This is an op-ed about something fishy brewing in the municipal industry that is not discussed openly and frequently enough.
Market manipulation.
As a long-time follower of the rather sleepy municipal market, the past five years have seen a torrent of interest and publicity like I have never seen before. The reason? Puerto Rico.
Was the financial press concerned about the past administrations’ financial shenanigans, maybe. Did analysts from Nuveen and Blackrock contemplated the destruction of lives and livelihood in America’s “51st” state, perhaps?
In conference after conference, webcast after webcast, one came away with the unspoken conclusion on why Puerto Rico was so relevant and interesting: the Commonwealth’s restructuring was going to be (and became) the single biggest cash generation machine the municipal industry has ever known.
From lawyers who have racketed tens of millions of fees, to trustees who were no longer bound by fee caps.
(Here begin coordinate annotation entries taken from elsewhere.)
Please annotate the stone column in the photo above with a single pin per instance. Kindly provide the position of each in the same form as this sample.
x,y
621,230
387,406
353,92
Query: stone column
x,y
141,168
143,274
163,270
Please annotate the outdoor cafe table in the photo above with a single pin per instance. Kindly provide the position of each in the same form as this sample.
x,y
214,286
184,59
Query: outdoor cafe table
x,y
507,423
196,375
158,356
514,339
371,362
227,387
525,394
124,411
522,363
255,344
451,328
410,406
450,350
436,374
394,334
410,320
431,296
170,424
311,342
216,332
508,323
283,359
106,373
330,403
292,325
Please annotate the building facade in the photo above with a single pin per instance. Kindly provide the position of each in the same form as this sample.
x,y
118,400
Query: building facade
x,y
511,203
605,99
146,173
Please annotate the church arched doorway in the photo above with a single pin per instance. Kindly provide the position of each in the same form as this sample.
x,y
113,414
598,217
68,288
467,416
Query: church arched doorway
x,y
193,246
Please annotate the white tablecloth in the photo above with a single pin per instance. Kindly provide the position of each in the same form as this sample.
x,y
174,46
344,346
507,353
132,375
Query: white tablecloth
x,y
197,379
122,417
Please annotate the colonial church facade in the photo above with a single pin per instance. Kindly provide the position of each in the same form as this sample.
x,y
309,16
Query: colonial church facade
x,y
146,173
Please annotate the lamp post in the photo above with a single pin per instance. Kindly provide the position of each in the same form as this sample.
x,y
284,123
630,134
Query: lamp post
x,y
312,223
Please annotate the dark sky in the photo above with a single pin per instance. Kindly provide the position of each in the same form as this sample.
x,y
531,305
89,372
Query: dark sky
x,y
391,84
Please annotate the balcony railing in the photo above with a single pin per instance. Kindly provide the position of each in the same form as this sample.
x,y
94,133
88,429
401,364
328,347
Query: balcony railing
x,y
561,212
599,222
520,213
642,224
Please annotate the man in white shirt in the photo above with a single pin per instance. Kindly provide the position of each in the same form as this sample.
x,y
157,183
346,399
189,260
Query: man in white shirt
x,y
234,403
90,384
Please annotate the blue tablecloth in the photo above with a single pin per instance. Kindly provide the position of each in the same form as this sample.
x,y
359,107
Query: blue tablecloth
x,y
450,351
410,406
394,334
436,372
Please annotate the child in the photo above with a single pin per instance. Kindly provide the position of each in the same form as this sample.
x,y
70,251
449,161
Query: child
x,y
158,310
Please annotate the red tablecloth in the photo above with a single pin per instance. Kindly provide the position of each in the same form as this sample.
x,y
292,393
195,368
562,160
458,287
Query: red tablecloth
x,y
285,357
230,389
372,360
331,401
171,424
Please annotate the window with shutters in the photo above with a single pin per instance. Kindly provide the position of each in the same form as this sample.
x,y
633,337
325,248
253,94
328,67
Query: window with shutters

And the biggest sharks of all – hedge funds who purchased Puerto Rico bonds at 10 cents, waited three years and got out at 60 cents. Any surprise municipal high yield funds increased their AUMs by 600% over the past five years?
When the roulette is easy enough to win and generates so much return, it’s worth spinning the wheel.
Last month, a hedge fund filed a lawsuit claiming that $16 billion of Illinois General Obligation bonds were issued illegally. The petition was highly aggressive, seeking a full injunction from paying principal and interest on the contested bonds. Illinois bond spreads widened 30 basis points immediately. In Muniland, 30 basis points translates to a juicy 10% return differential, adjusted for leverage.
Yesterday, Fitch Ratings upgraded its outlook on Illinois. The rating agency cited the states’ on-time passage of its FY2020 budget as well as a $1.5 billion tax windfall due to changes in federal tax law.
Count on more good news in the coming months. Like a faulty faucet, there will likely be more upgrades–from rating agencies and sell-side houses–and there will be a “return to grace” as Illinois is declared a miracle state and bondholders are made whole again.
Not quite. Not the retail bondholders that panicked and sold after the lawsuit was filed. Not issuers saddled with a higher borrowing cost because risk was artificially inflated. Not taxpayers who pay the ultimate price.
As every woman who knows her kitchen knows, the easiest way to clear the stench of fish is to turn up the fans, open all windows and give it some time.
The only way to counter market manipulation that is not quite illegal, but wholly unethical – is to open the windows that allow the sun to shine in. The Bloombergs and the Wall Street Journals of the world need to continue to shine a light at this important “cottage industry” that is the U.S. municipal bond market.